A ocorrência é diversa daquela geralmente verificada no presidencialismo bipartidário dos Estados unidos, onde a Casa Branca costuma contar com apoio bastante no Capitólio. Ou seja, de um governo dividido, intrinsecamente minoritário, espera-se maior periodicidade de paralisia decisória, de conflitos entre o Executivo e o Legislativo e, por ventura, de problemas de governabilidade, com o presidente sendo refém do Congresso e impedido de realizar "progressos".


Se valesse essa visão aritmética pra presidencialismos multipartidários, a circunstância de governo dividido seria observada pela maioria dos casos. Nos dezoito países latino-americanos nos quais predomina a união de presidencialismo com multipartidarismo, em apenas 26% das vezes a legenda do presidente ganhou maioria de cadeiras no Congresso. Em conexão ao Brasil pós-redemocratização, isto só aconteceu nas eleições de 1986 pra Assembleia Nacional Constituinte, quando o PMDB de José Sarney conquistou a maioria esmagadora dos assentos pela Câmara e no Senado.


Os presidentes pós-Sarney não tiveram a mesma sorte. Seus partidos ocuparam no máximo 20% dos lugares na Câmara e 27% no Senado. Para governar numa condição a princípio adversa como essa, é preciso elaborar e sustentar coalizões majoritárias pós-eleitorais. Cabe mostrar que esse arranjo está longe de ser especificidade brasileira.

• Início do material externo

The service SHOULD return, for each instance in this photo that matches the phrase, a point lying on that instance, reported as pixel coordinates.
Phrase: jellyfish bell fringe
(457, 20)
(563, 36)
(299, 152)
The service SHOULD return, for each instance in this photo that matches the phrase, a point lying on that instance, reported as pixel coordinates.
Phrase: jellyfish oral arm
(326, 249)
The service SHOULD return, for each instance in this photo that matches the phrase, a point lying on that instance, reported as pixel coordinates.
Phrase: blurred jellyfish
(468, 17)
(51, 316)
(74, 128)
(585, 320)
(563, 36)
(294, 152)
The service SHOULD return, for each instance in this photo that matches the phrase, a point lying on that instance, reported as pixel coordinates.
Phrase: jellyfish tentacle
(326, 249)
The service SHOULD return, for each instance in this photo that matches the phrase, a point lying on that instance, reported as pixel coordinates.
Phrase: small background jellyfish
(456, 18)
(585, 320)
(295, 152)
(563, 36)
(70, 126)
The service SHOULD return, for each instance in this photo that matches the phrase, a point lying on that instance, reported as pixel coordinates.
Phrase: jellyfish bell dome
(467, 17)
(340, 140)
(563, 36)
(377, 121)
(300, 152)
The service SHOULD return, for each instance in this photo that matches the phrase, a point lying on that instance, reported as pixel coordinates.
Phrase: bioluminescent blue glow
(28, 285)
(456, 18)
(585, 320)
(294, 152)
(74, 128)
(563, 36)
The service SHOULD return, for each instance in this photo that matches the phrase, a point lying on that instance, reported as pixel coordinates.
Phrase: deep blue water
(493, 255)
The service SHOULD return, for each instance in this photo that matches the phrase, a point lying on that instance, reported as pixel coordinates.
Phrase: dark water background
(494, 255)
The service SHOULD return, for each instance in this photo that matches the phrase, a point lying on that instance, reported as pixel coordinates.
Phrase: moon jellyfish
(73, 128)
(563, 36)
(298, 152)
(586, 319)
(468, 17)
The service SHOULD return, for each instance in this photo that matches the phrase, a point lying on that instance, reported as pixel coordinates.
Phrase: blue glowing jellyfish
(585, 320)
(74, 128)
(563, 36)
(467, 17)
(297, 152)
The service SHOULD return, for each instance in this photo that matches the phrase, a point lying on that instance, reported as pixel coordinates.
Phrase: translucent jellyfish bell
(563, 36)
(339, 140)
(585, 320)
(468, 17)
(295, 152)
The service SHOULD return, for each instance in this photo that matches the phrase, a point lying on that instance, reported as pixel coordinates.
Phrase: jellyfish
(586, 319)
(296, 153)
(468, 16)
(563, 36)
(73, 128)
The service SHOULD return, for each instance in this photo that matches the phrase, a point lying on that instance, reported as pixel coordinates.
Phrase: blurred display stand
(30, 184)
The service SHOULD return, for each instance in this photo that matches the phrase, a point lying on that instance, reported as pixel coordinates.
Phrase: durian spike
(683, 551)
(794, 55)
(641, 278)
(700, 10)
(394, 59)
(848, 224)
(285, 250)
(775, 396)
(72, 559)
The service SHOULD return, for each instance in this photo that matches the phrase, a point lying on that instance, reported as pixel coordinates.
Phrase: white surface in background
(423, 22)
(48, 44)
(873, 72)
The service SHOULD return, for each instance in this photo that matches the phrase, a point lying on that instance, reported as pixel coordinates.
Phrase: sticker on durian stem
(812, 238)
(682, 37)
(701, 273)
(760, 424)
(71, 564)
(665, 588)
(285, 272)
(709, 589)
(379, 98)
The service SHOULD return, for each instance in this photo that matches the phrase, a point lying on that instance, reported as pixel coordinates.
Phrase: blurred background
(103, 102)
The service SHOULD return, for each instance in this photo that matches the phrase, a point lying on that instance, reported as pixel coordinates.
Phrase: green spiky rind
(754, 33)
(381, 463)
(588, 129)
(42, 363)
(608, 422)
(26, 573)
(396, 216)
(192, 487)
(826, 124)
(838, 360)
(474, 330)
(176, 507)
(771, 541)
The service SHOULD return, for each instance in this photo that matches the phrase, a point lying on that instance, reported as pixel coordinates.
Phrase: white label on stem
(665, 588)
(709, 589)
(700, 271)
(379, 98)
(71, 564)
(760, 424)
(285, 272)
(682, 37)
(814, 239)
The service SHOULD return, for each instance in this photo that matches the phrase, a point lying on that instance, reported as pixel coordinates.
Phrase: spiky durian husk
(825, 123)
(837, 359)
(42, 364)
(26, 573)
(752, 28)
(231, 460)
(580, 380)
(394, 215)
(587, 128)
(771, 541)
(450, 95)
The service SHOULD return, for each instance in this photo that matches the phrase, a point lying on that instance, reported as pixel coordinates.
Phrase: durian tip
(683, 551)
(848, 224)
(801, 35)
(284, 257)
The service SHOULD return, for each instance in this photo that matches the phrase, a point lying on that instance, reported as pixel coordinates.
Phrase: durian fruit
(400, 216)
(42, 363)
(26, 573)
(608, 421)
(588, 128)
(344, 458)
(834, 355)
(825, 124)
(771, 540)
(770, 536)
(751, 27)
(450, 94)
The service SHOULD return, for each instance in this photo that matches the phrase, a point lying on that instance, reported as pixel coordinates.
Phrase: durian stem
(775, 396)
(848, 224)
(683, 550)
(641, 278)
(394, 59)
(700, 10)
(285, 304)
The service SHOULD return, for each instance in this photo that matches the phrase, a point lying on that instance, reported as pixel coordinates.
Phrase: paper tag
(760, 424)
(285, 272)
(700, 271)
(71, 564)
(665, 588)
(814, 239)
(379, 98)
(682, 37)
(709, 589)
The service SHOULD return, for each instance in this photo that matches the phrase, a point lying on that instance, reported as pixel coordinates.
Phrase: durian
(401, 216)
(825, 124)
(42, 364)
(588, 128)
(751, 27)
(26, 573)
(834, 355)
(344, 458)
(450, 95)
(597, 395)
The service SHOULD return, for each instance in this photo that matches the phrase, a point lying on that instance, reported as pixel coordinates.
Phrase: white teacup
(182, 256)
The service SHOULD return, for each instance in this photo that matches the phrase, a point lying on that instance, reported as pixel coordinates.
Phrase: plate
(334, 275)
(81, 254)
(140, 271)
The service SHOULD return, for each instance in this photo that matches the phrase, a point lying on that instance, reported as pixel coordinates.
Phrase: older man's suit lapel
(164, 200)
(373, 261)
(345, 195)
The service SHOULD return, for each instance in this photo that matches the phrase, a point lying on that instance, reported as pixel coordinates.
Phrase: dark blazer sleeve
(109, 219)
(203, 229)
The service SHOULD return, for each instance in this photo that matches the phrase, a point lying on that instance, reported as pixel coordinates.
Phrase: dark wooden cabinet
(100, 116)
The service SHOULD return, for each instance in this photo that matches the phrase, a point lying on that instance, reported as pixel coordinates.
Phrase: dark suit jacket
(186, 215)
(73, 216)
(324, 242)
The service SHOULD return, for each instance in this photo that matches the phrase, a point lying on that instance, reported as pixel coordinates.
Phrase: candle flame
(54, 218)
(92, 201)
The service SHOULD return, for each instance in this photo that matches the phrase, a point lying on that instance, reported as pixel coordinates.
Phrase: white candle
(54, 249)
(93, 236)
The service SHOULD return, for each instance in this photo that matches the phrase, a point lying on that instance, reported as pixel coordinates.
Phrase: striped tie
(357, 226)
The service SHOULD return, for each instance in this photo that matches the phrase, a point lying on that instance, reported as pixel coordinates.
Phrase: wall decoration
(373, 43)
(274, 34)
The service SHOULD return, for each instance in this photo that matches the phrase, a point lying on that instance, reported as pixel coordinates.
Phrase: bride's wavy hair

A rigor, dois terços das atuais democracias são presidencialistas ou semipresidencialistas e tipicamente são governadas por coalizões multipartidárias. Aprenda Prontamente As Etapas De Um Orçamento Perfeito! poderes, o chefe do Executivo teria condições de governar a um custo relativamente miúdo, aprovando a tua agenda em um local previsível e de cooperação com o Legislativo. Entretanto, nem sempre é deste jeito. Existe extenso alteração em tão alto grau pela taxa de sucesso das iniciativas legislativas de autoria do Executivo quanto nos custos que o presidente enfrenta para aprovar essas medidas (ou bloquear ações indesejáveis da oposição). O gráfico abaixo expõe essa comparação para os últimos 7 governos brasileiros.



  • Enfeite de Geladeira feito com Caixa de Leite

  • oitenta e nove "Freeza briga sem utilizar as mãos" A Disputa Continua oito de Maio de 1991

  • 6 - Esteja pronto pra incidentes

  • (Gui Morelli/Divulgação)

  • 10/13 (Richard Bryant/Divulgação/CASACOR)

  • 5 - Prateleiras

  • 32 - Destinos Nacionais




A linha rosa representa a curva de tendência do custo de gerência da coalizão dos presidentes brasileiros, durante o tempo que os pontos rosas exprimem o gasto real mensal. A linha azul-clara remete à quantidade de propostas legislativas de autoria do Executivo enviadas para o Congresso, e a linha azul-escura indica quantas destas iniciativas foram aprovadas.


Ou melhor, o gráfico mostra a competência do presidente na gestão de tua coalizão: um governo eficiente aprova mais proposições a um gasto relativamente baixo. Orçamento anual e que o presidente exerce. Desses três fatores resulta um índice sintético de custos de governo (ICG)1, que permite comparar o nível de recursos disponibilizado pelo presidente aos membros da sua coalizão e ao teu respectivo partido.